Dünya’nın yüzde yetmişi su ! Ancak bu büyük oranın yalnızca yüzde üçe yakını tatlı su kaynağı. Yani her yüz litre suyun ancak üç litresi içilecek su kalitesinde.
Başka sorunlardan biri; su kaynakları yanlış imar uygulamaları ve hızlı kentleşme nedeniyle hızla kayboluyor. Örneğin ülkemizde İstanbul’a yüzlerce kilometre uzaktan su gönderiliyor ama hızlı kentleşme büyük sorun diye alınan bir tedbir duydunuz mu? Henüz basına yansıyan bir haber yok. Size enişteden haber geldiyse bilemem!
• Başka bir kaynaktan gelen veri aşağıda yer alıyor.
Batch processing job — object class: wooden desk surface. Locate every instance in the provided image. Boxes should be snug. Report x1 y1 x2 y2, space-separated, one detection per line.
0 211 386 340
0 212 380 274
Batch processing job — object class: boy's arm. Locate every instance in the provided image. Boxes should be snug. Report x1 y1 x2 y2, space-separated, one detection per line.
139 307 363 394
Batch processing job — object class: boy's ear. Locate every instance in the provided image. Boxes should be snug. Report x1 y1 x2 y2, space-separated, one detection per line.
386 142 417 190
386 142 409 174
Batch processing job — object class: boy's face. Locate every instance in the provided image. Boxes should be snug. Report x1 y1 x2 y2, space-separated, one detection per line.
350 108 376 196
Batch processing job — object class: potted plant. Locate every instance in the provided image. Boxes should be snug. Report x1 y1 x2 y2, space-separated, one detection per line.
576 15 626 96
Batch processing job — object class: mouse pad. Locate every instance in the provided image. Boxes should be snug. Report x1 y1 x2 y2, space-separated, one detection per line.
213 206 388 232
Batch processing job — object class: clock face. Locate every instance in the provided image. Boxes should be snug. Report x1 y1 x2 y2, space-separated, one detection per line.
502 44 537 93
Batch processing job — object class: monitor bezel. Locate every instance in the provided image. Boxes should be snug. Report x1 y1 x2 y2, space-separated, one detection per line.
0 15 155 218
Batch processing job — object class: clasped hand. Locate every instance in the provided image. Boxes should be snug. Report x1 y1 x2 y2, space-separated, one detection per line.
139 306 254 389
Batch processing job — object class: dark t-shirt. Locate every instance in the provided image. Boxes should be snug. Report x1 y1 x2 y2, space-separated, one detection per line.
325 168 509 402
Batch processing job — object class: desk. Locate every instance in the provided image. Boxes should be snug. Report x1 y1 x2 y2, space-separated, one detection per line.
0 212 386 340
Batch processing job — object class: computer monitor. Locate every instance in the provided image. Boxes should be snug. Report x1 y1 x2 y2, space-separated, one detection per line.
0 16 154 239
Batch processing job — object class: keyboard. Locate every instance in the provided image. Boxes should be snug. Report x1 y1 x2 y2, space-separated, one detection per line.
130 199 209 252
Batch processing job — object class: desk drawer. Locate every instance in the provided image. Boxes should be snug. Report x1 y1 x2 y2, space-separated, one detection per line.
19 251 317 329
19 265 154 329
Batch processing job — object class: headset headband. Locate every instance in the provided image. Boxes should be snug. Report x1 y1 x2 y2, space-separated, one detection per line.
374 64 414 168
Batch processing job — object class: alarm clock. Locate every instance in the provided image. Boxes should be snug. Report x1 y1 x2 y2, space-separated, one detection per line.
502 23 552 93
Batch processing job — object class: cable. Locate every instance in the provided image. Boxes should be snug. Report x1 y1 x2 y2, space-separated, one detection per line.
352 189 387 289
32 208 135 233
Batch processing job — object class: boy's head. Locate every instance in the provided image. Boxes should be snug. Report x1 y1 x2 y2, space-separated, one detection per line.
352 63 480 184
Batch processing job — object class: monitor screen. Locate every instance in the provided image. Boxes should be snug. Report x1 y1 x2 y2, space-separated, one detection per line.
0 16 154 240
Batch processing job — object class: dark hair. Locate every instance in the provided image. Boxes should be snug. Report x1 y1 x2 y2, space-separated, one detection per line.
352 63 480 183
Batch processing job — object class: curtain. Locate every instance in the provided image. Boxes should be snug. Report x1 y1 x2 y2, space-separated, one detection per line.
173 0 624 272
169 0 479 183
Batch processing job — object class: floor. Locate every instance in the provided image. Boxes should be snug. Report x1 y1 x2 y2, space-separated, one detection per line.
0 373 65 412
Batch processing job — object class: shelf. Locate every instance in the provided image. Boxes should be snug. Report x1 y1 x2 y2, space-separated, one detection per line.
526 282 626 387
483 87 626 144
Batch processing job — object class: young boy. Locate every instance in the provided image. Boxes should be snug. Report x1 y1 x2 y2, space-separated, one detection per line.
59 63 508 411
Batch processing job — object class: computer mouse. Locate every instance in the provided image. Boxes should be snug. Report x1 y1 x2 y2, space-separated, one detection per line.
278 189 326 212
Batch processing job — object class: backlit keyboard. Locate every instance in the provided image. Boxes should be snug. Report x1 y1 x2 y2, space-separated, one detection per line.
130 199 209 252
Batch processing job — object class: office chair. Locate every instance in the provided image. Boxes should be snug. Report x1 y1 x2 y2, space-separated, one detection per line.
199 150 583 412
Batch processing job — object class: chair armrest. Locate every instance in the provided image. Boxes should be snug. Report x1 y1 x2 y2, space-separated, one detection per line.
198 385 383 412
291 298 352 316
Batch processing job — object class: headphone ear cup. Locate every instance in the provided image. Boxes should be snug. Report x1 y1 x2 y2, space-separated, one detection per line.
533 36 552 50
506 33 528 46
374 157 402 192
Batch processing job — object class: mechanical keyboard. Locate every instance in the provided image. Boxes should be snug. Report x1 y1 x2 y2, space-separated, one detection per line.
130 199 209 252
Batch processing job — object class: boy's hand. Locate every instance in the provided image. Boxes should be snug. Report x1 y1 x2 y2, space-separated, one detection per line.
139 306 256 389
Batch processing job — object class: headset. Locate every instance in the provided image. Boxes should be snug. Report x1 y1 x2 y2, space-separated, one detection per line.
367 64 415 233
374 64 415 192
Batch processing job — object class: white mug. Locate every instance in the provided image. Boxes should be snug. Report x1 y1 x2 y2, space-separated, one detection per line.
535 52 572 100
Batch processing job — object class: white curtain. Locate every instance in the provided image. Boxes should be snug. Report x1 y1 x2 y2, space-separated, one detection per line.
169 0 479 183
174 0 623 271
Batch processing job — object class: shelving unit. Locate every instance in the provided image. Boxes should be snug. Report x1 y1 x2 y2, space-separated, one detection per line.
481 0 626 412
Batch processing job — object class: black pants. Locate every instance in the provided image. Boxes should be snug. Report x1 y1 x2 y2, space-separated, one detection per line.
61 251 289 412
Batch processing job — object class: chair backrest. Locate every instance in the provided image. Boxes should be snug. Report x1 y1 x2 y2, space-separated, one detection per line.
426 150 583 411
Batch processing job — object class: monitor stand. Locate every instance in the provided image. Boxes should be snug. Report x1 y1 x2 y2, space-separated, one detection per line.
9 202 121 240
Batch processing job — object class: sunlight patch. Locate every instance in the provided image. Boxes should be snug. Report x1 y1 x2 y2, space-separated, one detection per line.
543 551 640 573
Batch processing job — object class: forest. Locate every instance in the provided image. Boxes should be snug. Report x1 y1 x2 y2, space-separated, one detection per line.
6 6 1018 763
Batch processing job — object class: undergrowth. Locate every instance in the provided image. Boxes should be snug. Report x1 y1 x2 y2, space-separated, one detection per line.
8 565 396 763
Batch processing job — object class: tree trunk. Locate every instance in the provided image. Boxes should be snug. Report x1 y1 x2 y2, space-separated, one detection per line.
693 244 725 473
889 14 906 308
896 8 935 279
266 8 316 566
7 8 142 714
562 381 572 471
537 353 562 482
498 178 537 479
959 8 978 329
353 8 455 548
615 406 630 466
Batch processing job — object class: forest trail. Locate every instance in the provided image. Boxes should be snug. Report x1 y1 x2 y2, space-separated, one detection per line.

İklim değişikliği, endüstriyelleşme, hızlı kentleşme, büyük nüfus artışı ve bilinçsiz kullanım nedeniyle yerkürede kullanılabilir su kaynaklarının tasarrufu giderek büyük önem kazanıyor.
Sokakta hortumu takarak arabasını dakikalarca yıkayan insan! yalnızca suyu israf etmiyor, sizin de yarınlarda yaşayacağınız su sorununa neden oluyor. Balkon yıkayan teyzeler, halı yıkamak için evlerinin önündeki boşluklarda mahalle şovu yapan ablalarımız ve bırakın çocuklar “suyla oynasın” diyen çağdaş ebeveynler aslında büyük yanlışların küçük oyuncuları olarak sahne aldıklarının farkında bile değiller belki de …
Dünya Sağlık Örgütü’nün (WHO) verilerine göre Dünya’da 2 milyar 100 milyon insanın evinde temiz su bulunmuyor.
Dünya’da yalnızca bu sorunlar yüzünden 700 milyon kişi göç etmek zorunda kalıyor. Bu sayıya bir de savaş nedeniyle göçe zorlanan insanları kattığınızda ortaya çıkan korkunç rakamın hiçbir Dünya liderini etkilemediğini net bir şekilde görüyoruz. İşte sırf bu yüzden bile “YURTTA SULH CİHANDA SULH “diyen liderimiz ATATÜRK’ün nasıl bir uzak görüşlü ve hümanist bir şahsiyet olduğunu yeniden yeniden anlıyoruz.
Son yüzyılın en büyük sorunun “enerji” olduğunu savunanların evlerinde içecek su bulamayınca neyi ilk sıraya taşıyacağını merakla bekliyorum!